Los tacones rojos de puntitas. La minifalda descarada. El escote resonando de
suspiros. ¡Vaya momento! El pasó sus manazas sedientas por sus nalgas, por su
espalda, por sus hombros.
¡Vamos! Dijo ella.
El detuvo un taxi y lo abordaron. Al otro día lo encontraron muerto en un
hotel: con un tacón en los testículos y otro en el corazón. Y una frase escrita
en su pecho: “Por qué nunca me dijiste que eras estéril”.

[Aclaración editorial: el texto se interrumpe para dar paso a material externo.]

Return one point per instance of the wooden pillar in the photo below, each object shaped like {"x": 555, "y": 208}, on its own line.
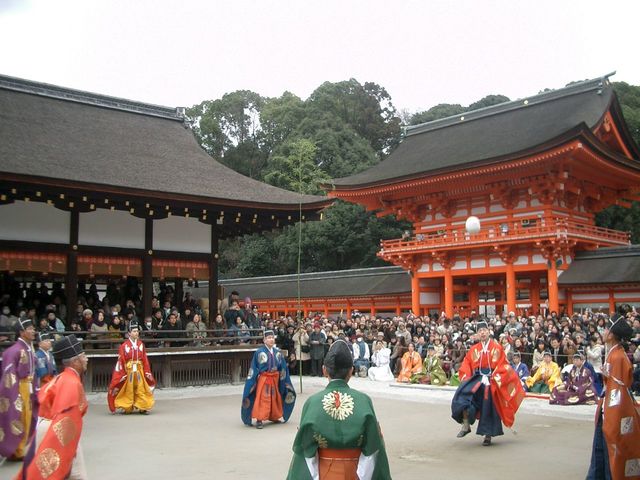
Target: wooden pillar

UN ANGEL NOCTURNO EN EL ZÓCALO
“La muerte no existe”. Dijo aquel
hombre, quien hasta el momento había permanecido abstraído en la lectura,
mientras un par de obreros discutía acaloradamente, acerca de la posibilidad de
que el gobierno los reprimiera por el plantón frente a catedral. Luego,
cerrando las pastas de su pesado libro, comenzó a contar una historia con la
cual justificó su dicho: Era una noche como la de hoy. Yo regresaba del
trabajo. Para llegar a mi casa tengo que cruzar un puente. A mitad de éste un
par de tipos se interpuso en mi camino amagándome con una pistola. Danos lo que
tengas si no te lleva la chingada. Me dijeron. Como en esa ocasión no me
encontraba de humor para entregar lo que me había costado tanto esfuerzo, les
contesté: Pues quítenmelo si pueden.
Las soeces de los ladrones subieron de
tono, y el de la pistola la puso en mi cabeza. ¡No te hagas el pendejo y dame
lo que tengas! Por mí puedes disparar si quieres, además la muerte no existe.
Al escuchar esto, el tipejo volvió a exclamar: ¡Pues ya te llevó la chingada! Y
apretó el gatillo del arma, que cebó su disparo. Fueron varias veces las que
intentó detonarla, pero en todas se frustró.
Ya les dije que la muerte no existe. Y
no sé qué vieron en mí que les dio por echar a correr. Cansado por el azogue
terminé de cruzar el puente y llegando a mi casa me tumbé sobre la cama para
dormir a pierna suelta.
Una vez que terminó su historia aquel
hombre de gabardina negra, se incorporó y despidiéndose de nosotros se internó
en la noche, en la cual se esfumó como el aroma de un fantasma.